Cum 01 Eki 2010, 10:00 ÖÖ
Konferanslar

10:30 — Korhan Gümüş (TR)

İstanbul’un kentsel çehresinin demokratikleşme sürecini hızlandırmak : Kamu alanlarına kişiliksiz tasarımlar ve işlevler verme taraftarı eski zihniyetin yarattığı sorunlar ortada.  İşin anahtarı kamu alanları konusunda daha çoğunlukçu ve disiplinlerarası bir anlayış.  Şehrin bölücü teknokratik bir kamusal zihniyetle felç edildiği ve muhalif entellektüel süreçlerin zayıfları marjinalize ettiği bir dönemde,  kentsel tasarım ve planlamada yaratıcılığı ve öznelliği yeniden keşfetmenin ve daha demokratik bir kamu alanı yaratmanın yolunu gözeten projeleri desteklemeliyiz.

11:00 — Arhan Kayar (TR)

Şehirde yaşamak mı ya da yaşamamak mı? Şehir yaşamı, başlangıcından beri sürekli olarak bir çelişkiyi beraberinde getirmekte. Şehir yaşantısı insanları giderek doğallıktan uzaklaştırıyor. Bu nedenle şehirlerde yeni arayışlar ve yeniden yapılanmalar, sürekli bir dönüşüme neden olan projeler şeklinde karşımıza çıkıyor. Gün geçtikçe kalabalıklaşan şehirlerde, insan özünden uzaklaşıyor ve kırsal bir yaşantı özlemi içerisine giriyor. Şehirliler yaşamın keyfini sürmek yerine; şehirde yaşama çabası vermekte.
Giderek ‘yaşamaya çalışılan’ yerlere dönüşmekte olan şehirler, günümüzde şehirlileri sürekli bir ikilem içerisinde bırakıyor: doğal yaşam ya da şehir yaşamı… Ya da ikisi birden!

11:30 — Lise Coirier (BE)

Sürekli değişmekte olan kamusal alanların geliştirmesinde etkili bir araç olarak tasarım : Brüksel’den İstanbul’a, “Human Cities” insan ilişkilerini, kentteki kamusal alanların ortak fayda olarak algılanması sayesinde geliştirmeye yönelik bir konsepttir. İnsanlarda farkındalık ve güçlendirmeyi; günümüz şehirlerinde hayatı daha sürdürülebilir hale getirmek için ise, yetkili kişileri, gerekli disiplinler arası yaratıcı süreci geliştirmeleri için motive etmeyi amaçlar.

12:00 — Dirk Seghers (BE)

Yaratıcı uygulamalarla şehrin yenilenmesi: Recyclart on yıldan beri, bir sanat merkezi ile bir istihdam projesinin eşsiz bir kombinasyonu olarak varlığını sürdürmektedir.
Sanat merkezi; akademikten (üniversitelerle ve sanat master programları ile etkileşim) popülere (Recyclart’ın bulunduğu popüler mahallenin sakinleriyle sosyal birlik projeleri), geniş ölçekte disiplinlerarası etkinlikler sunmaktadır. İstihdam projeleri, uzun süredir işsiz olanlar için metal ve ahşap alanlarında eğitim amaçlı atölye çalışmaları sunuyor. Programlar 2 yıl sürüyor ve işsizleri, kamusal alanlar, kültür enstitüleri için veya özel kullanım amaçlı projeler gerçekleştirerek ve objeler üreterek eğitim veriyor. Son olarak, Recyclart bünyesindeki halka açık restorantta işsizlere mutfak eğitimi de veriyor.

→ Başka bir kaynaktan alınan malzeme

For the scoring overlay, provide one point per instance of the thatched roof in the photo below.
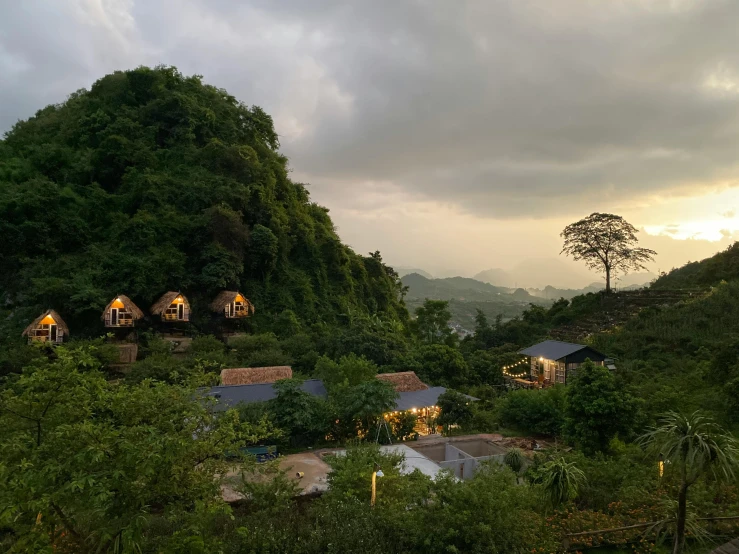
(128, 304)
(226, 297)
(165, 302)
(55, 316)
(253, 375)
(404, 381)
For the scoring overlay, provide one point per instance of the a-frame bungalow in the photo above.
(121, 312)
(48, 327)
(232, 304)
(172, 307)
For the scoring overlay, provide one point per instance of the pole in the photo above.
(374, 485)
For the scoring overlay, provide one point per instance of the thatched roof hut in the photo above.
(232, 304)
(172, 306)
(404, 381)
(48, 327)
(254, 375)
(121, 312)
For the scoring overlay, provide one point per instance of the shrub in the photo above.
(534, 411)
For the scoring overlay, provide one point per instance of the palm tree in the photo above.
(515, 459)
(561, 480)
(691, 446)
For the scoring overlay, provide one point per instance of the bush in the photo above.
(534, 411)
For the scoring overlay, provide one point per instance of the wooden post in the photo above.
(374, 488)
(374, 484)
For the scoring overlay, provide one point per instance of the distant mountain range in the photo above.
(466, 295)
(552, 272)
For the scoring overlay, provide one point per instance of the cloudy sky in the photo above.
(451, 135)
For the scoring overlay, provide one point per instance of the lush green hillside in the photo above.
(153, 181)
(723, 266)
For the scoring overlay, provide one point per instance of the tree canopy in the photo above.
(607, 243)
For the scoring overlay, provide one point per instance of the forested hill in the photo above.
(153, 181)
(723, 266)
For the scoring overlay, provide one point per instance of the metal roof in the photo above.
(229, 396)
(421, 398)
(553, 349)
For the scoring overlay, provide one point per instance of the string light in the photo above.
(506, 369)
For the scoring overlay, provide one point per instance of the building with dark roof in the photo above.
(554, 361)
(229, 396)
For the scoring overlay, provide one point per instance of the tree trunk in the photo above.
(682, 505)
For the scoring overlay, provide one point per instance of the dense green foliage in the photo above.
(85, 461)
(598, 409)
(152, 181)
(723, 266)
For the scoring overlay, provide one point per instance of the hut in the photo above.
(554, 361)
(416, 397)
(48, 327)
(254, 375)
(172, 306)
(232, 304)
(121, 312)
(404, 381)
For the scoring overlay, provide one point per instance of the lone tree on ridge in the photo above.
(606, 243)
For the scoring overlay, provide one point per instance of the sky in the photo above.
(453, 136)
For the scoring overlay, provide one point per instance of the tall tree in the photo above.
(606, 243)
(691, 446)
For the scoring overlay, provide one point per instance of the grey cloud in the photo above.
(504, 108)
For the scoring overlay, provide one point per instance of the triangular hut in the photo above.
(48, 327)
(121, 312)
(254, 375)
(232, 304)
(172, 306)
(403, 381)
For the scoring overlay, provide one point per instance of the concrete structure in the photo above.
(414, 460)
(462, 456)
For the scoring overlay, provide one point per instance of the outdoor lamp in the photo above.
(376, 472)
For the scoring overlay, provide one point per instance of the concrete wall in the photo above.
(464, 466)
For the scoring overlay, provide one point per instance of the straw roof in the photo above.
(404, 381)
(254, 375)
(128, 304)
(165, 302)
(55, 316)
(226, 297)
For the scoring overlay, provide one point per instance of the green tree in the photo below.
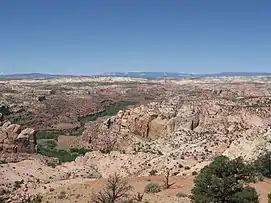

12:30 — Selçuk Avcı ve Markus Lehto (TR/GB)

İstanbul’un Kamusal Alanlarından Perspektifler (İstiklal Caddesi’nin Hayatında 24 Saat) : Günde 1 milyonun üzerinde yaya trafiği ile İstiklal, sadece dünyanın en kalabalık caddesi değil, aynı zamanda dünyanın en dinamik –belki de en kaotik- kamusal alanlarından biri. Uzun zamandan beri popüler kültürün aynası, şehrin tarihinin ve kentselleşmenin eşsiz stilinin göstergesi olma özelliğini taşıyor. Çok azımız caddenin ilgi uyandıran mirasını ve saf çekiciliğini reddedebilir; peki bu cadde, bir kamusal alan olarak rolünü nasıl oynamakta? İstiklal Caddesi’nin olağanüstü bir kamusal alan potansiyeli taşıyan yönünü keşfetmek için, caddenin kişiliğini, karakteristik özelliklerini, başarılarını ve yetersizliklerini su yüzüne çıkararak burada bir güne eleştirel bir bakış getireceğiz.

Cum 01 Eki 2010, 02:30 ÖS
Grup Çalışmaları A: Kamusal Alan Tasarlamak

Lucile Soufflet (BE)

Kamusal alan için mobilya ve projeler/ Kamusal alanlar sadece halka doğrudan erişim noktası oldukları için değil ayrıca sosyal ve kültürel karşılaşmalara yol açtıkları için de büyük bir ilginin odağı olmaktadırlar. Kamusal alanlar bizim iletişim öğelerimize, politik, sosyal, ekonomik ve kültürel gerçekliklerimize tanıklık ederler. Objeler tasarlamak benim için başka hiçbir bağlamda olmadığı kadar önem taşımaktadır. Bütün işlevsel boyutlarının ötesinde , her objenin bir hikayesi vardır; kime hitab ettiği, ne düşündürdüğü, oluşturduğu soru işaretleri ve yaratabileceği toplumsal etki gibi.

Matej Nikšič (SLO)

Açık Kamusal Alanların Algısal Boyutları/ Alan algısı büyük ölçüde o alanın kullanılıp kullanılmayacağı konusunda; eğer kullanılacaksa da nasıl kullanılacağı ile ilgili kararı vermekte büyük rol oynar. Algı sadece doğrudan dışarıdan gelen uyarıcılara bağlı değildir, bununla birlikte algılayıcının kültürel altyapısı, geçmiş tecrübeleri gibi dolaylı bilgilerle de alakalıdır. Kamusal alanların iyi değerlendirilmesini sağlayabilmek için kullanıcıların alanla ilgili algısal fikirlerini bilmek gerekir. Başka bir deyişle kullanıcıların değerler sistemindeki asli unsurlarını ve beğenilerini bilmek gerekir. Bu bilgiye ulaşmanın güvenilir bir yolu bireylerin içerisinde yaşadıkları alan kavramını ifade edebilecekleri detaylı soruşturmalardan geçmektedir. Uygun miktarda soruşturmanın oluşturacağı kapsamlı bir veri tabanı, açık hava kamusal alanlarının günümüz kullanıcılarının ihtiyaçlarına karşılık verebilmesi için alınacak kararlarda ve yapılacak tasarımlarda büyük önem kazanmaktadır.

Burcu Dündar(TR)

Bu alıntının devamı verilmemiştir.